Despite the fact that currency foreign exchange is the world’s largest marketplace (it trades trillions of dollars 24 hours a day), retail investors have had limited exposure to the asset class. There's a good reason for that; the rapid-fire currency trading environment conjures visions of traders hopped-up on Red Bull and cheap margin accounts, only lose their shirts with a single trade. After all, nearly 90% of individual investors lose money when trading Forex. (For more, see: Forex: Finding Your Trading Style.)
Yet, the asset class still provides plenty of portfolio benefits for those investors willing to take the plunge. Just focus on some of the ETFs.
First, currency offers plenty of diversification benefits and represents a true uncorrelated asset class. That helps reduce or eliminate certain undesired portfolio risks. According to research by investment manager Merk Funds, a basket of foreign currencies would only have a 0.45 correlation to the S&P 500 and a negative 0.04 correlation to U.S. Treasury bonds. Merk’s research also found that a basket of currencies provide those returns with less movement and volatility than stocks or bonds. That throws cold water on the notion that Forex is extremely volatile. (For more, see: Trading Currencies: A Forex Walkthrough.)
In addition, a currency allocation can boost returns. Several currency pairs are tied to the performance of an underlying economy. For example, the Canadian Loonie — as represented by the CurrencyShares Canadian Dollar ETF (FXC) — is very correlated with rising oil and mineral prices. Investors can use this to their benefit and take advantage of developing trends. (For more, see: The Top 6 Most Tradable Currency Pairs.)
That allows investors to actually enhance the return of their international holdings. Japanese stocks are prime example of this fact. Looking at historical returns, the broad Nikkei 225 Index returned nearly 40% back in 2005. However, the uber-popular iShares MSCI Japan (EWJ) only returned 20%. The difference was the value of the yen versus U.S. dollars. Currencies can be used to hedge and enhance equity returns.
Making A Currency Bet
While you could open up a Forex brokerage account at a firm like FXCM Inc. (FXCM) and actually trade currency pairs, the easiest — and perhaps best — way for individual investors to make a currency play is via ETFs.
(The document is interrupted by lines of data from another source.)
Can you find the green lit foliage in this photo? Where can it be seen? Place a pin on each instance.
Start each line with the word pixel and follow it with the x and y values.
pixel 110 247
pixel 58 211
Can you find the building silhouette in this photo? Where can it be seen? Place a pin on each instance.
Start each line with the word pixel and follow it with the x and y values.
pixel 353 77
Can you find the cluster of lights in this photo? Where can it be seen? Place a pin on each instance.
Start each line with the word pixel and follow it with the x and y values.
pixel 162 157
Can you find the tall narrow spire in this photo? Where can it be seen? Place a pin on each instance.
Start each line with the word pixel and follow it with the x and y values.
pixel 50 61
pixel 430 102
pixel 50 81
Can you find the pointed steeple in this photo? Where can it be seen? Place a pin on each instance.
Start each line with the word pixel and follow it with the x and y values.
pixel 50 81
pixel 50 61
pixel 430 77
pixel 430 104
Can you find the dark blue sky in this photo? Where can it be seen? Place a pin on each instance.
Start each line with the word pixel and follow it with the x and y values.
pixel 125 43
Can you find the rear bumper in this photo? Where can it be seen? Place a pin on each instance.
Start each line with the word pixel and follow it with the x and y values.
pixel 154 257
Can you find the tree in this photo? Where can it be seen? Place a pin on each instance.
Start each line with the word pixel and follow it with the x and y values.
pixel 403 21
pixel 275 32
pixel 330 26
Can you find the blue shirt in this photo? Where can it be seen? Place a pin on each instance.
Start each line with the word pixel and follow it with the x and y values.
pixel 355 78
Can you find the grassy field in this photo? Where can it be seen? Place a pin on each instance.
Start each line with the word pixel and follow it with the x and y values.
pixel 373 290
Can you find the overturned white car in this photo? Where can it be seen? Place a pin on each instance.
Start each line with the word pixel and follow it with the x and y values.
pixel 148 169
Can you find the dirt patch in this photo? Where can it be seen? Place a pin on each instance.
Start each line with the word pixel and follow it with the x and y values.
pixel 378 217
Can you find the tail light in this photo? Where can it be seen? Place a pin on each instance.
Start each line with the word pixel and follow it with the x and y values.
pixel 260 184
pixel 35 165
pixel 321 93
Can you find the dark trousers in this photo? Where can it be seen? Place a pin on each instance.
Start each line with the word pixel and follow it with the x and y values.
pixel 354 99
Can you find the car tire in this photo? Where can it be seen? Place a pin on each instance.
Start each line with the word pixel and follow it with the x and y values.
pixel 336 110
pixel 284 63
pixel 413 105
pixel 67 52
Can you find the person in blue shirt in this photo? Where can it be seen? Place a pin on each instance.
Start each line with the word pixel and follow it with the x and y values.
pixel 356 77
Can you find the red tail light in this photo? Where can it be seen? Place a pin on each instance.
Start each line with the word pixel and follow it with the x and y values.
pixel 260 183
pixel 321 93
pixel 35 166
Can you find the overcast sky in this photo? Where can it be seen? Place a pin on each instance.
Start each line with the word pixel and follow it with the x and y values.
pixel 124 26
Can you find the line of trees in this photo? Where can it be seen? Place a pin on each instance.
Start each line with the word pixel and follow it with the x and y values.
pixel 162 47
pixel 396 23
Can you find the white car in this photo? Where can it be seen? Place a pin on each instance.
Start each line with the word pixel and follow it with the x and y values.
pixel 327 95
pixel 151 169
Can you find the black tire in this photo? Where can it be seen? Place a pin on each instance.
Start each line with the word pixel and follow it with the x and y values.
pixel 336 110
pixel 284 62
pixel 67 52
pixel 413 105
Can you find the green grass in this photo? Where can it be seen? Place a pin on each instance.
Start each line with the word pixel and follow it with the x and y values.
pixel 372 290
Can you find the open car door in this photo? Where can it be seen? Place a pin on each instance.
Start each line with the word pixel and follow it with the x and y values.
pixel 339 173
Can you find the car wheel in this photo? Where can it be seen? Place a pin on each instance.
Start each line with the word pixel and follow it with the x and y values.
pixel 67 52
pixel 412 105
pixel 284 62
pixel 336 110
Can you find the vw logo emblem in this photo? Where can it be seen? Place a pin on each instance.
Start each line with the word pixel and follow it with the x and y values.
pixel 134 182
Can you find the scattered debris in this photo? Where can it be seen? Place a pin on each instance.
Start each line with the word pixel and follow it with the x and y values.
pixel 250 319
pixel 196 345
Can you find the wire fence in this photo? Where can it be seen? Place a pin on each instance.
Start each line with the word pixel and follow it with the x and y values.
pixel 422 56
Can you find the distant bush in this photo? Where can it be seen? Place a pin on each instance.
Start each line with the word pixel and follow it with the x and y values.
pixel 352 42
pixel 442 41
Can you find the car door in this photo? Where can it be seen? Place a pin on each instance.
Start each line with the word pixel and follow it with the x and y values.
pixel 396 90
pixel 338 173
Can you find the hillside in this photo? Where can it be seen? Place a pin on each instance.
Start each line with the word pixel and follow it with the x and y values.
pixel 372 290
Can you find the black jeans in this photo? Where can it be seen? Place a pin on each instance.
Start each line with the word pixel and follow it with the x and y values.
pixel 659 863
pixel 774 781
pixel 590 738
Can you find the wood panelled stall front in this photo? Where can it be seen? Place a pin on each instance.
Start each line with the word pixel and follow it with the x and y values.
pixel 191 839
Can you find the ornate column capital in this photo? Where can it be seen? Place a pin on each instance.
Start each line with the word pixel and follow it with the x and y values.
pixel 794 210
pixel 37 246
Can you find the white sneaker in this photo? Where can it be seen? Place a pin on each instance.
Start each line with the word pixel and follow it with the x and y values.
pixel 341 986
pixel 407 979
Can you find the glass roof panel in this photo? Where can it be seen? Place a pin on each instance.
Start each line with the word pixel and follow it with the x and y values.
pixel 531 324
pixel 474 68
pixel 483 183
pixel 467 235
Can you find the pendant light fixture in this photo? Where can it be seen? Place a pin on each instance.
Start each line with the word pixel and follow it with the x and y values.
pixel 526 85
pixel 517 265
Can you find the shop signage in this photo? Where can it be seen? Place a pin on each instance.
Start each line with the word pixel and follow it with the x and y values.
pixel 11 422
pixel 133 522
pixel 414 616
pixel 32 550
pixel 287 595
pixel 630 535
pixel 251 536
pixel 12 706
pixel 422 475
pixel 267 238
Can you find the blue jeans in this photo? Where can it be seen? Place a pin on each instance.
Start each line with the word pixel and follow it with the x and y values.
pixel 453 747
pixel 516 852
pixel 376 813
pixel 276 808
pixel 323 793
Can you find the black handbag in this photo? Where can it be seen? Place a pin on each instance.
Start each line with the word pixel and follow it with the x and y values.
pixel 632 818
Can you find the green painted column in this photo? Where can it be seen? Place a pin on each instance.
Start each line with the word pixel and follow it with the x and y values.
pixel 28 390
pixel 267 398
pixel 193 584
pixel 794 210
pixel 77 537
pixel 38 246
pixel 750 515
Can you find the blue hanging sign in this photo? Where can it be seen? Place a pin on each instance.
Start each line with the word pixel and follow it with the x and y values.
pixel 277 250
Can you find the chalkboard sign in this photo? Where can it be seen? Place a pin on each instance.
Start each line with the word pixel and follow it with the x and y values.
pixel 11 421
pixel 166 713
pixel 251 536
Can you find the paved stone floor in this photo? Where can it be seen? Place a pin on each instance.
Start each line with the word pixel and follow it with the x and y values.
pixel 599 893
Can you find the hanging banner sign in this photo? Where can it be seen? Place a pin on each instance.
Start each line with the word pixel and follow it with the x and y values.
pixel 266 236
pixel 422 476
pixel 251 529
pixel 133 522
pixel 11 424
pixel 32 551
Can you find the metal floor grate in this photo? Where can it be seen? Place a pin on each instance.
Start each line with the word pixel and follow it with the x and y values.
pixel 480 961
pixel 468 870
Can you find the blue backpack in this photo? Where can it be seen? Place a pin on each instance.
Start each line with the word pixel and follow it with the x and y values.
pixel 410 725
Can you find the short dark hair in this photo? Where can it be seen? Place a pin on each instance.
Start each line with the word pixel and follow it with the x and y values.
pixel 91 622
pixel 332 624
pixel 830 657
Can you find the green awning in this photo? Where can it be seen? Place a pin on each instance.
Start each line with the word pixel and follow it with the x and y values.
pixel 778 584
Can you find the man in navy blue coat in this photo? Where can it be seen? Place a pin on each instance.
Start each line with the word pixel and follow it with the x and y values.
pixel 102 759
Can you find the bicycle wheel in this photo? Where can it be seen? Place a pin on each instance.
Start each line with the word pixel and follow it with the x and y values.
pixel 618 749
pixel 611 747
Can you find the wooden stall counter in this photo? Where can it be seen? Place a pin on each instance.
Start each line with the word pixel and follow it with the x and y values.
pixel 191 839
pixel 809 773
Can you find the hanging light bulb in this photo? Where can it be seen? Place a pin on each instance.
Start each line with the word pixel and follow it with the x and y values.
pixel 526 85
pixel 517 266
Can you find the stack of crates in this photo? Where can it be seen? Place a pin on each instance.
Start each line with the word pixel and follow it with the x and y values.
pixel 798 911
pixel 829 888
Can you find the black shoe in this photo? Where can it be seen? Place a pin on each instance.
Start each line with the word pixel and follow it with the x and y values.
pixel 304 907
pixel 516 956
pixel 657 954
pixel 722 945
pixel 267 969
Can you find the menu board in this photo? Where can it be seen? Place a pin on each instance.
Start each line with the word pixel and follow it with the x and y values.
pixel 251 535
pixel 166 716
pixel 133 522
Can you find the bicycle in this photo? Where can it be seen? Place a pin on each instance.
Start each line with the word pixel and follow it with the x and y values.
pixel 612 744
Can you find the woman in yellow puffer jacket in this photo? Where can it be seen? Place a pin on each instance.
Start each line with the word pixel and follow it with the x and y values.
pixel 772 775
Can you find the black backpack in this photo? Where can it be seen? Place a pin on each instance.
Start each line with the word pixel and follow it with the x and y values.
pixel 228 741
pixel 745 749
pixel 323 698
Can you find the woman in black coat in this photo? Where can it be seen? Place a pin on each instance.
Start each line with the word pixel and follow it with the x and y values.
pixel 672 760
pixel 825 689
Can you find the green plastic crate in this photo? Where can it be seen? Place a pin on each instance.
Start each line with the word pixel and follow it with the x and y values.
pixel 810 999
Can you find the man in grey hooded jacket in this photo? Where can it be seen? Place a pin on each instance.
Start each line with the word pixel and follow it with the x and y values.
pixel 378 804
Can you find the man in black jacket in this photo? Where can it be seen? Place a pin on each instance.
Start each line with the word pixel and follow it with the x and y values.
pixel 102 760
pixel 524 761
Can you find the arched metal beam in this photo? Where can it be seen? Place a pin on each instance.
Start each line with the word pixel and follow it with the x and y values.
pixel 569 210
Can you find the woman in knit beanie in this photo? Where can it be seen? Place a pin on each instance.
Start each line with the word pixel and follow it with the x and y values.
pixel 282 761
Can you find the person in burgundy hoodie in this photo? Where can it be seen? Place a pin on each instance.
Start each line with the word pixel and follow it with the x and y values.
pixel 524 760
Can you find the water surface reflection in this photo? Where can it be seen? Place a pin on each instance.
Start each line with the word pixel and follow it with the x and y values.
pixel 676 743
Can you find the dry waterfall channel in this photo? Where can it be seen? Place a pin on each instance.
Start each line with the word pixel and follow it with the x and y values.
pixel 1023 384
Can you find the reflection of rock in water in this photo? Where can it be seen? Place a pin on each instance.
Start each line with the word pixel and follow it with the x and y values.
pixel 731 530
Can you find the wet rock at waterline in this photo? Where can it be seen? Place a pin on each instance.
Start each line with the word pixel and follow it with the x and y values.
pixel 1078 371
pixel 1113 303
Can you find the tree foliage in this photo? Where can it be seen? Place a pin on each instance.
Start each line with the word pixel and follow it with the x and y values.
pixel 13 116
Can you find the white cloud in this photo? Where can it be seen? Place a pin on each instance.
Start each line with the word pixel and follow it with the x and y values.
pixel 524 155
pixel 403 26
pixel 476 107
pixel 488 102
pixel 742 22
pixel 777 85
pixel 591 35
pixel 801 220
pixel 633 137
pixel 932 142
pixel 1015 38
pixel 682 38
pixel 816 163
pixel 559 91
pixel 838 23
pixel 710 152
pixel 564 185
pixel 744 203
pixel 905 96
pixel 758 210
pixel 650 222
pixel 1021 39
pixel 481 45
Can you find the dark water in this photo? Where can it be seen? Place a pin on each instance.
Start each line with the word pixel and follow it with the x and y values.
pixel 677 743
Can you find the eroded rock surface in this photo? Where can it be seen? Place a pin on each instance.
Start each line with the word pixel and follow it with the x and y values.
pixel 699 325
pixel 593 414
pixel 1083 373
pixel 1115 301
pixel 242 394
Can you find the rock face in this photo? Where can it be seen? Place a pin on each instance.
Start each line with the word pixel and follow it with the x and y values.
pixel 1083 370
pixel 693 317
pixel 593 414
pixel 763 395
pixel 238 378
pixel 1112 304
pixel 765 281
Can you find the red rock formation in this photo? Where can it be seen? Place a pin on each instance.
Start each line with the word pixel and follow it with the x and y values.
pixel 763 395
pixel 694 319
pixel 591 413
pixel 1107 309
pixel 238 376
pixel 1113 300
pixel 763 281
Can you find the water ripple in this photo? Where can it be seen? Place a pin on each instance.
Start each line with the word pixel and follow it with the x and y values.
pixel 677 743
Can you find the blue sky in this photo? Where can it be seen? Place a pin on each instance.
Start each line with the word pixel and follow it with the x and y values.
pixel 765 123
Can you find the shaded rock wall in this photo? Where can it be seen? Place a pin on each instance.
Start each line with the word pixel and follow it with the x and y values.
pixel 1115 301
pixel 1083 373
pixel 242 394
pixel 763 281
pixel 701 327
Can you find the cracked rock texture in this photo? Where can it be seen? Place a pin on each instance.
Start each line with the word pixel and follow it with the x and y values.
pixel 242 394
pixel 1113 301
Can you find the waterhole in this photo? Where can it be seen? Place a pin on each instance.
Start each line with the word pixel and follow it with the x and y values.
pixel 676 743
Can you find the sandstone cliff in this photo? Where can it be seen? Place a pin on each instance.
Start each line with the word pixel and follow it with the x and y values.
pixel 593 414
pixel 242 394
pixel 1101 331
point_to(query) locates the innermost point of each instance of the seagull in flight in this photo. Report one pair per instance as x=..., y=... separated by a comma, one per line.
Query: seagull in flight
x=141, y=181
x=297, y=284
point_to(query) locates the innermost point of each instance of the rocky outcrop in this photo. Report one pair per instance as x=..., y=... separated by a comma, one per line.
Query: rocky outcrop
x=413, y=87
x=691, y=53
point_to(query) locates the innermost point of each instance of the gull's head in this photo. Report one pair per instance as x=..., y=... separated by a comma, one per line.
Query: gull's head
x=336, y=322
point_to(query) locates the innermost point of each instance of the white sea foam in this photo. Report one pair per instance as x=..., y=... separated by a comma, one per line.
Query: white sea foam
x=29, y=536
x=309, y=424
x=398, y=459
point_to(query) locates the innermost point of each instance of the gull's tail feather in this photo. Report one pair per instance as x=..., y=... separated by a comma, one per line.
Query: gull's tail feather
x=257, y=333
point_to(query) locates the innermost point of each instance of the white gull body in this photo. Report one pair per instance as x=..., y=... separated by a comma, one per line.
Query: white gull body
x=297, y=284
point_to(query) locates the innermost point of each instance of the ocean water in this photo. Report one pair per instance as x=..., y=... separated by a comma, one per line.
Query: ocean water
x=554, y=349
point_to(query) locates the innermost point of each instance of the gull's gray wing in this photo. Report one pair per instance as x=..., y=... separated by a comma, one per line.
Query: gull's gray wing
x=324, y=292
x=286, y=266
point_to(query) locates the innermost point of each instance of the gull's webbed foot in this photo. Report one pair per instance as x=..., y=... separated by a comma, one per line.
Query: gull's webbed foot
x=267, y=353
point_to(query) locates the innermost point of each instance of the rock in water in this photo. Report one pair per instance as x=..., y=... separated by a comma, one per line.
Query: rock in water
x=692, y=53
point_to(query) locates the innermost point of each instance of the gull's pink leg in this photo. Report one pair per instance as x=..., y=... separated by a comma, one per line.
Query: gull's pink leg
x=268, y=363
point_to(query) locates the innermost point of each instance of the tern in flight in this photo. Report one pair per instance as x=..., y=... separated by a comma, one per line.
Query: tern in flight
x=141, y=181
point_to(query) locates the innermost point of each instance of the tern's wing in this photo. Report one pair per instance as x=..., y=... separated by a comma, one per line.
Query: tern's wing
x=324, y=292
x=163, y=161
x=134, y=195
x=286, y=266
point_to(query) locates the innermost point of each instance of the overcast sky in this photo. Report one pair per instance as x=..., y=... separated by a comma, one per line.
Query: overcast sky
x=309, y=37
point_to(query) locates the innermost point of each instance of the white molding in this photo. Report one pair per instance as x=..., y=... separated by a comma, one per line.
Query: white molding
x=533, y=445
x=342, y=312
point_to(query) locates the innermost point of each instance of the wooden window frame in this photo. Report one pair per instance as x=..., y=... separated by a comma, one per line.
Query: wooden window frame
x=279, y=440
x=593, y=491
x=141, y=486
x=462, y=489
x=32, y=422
There are now almost 30 different funds that investors can choose from that make adding Euros as easy as placing a trade for the CurrencyShares Euro ETF (FXE).
A great place to start is with the PIMCO Foreign Currency Strategy ETF (FORX). The ETF is actively managed and places its bets on currencies, forwards and other ultra-short term fixed income securities denominated in the currencies of foreign countries. FORX is basically a bet on the depreciation of the U.S. dollar and is managed for long term returns. Expenses run 0.65%. Conversely, the new WisdomTree Bloomberg US Dollar Bullish ETF (USDU) allows investors to be on the strength of the greenback. (For more, see: Profit From Forex With Currency ETFs.)
Another option for investors is to profit from the various interest rates across the world. Called the “carry trade,” an investor will borrow money in a low-interest rate currency and then invests the proceeds in a higher yielding one. The PowerShares DB G10 Currency Harvest ETF (DBV) goes long and short a basket of developed-nation currencies to profit from the spreads in interest rates.
Finally, Asia continues to dominate with its economic prowess. That has translated to stronger currencies for many of its nations. For example, investors can bet the Chinese Yuan and Singapore dollar, respectively, with the WisdomTree Chinese Yuan Strategy ETF (CYB) and the CurrencyShares Singapore Dollar ETF (FXSG). Meanwhile, the iPath GEMS Asia 8 ETN (AYT) tracks a basket of currency from Asia’s eight biggest economies. (For more, see: Currency ETFs Simplify Forex Trades.)
The Bottom Line
Despite being the world’s biggest marketplace, most retail investors have zero exposure to currency. They're missing out on plenty of portfolio benefits, then. The key is using one of the many new ETFs to play it and skip the complications and pitfalls of a Forex account.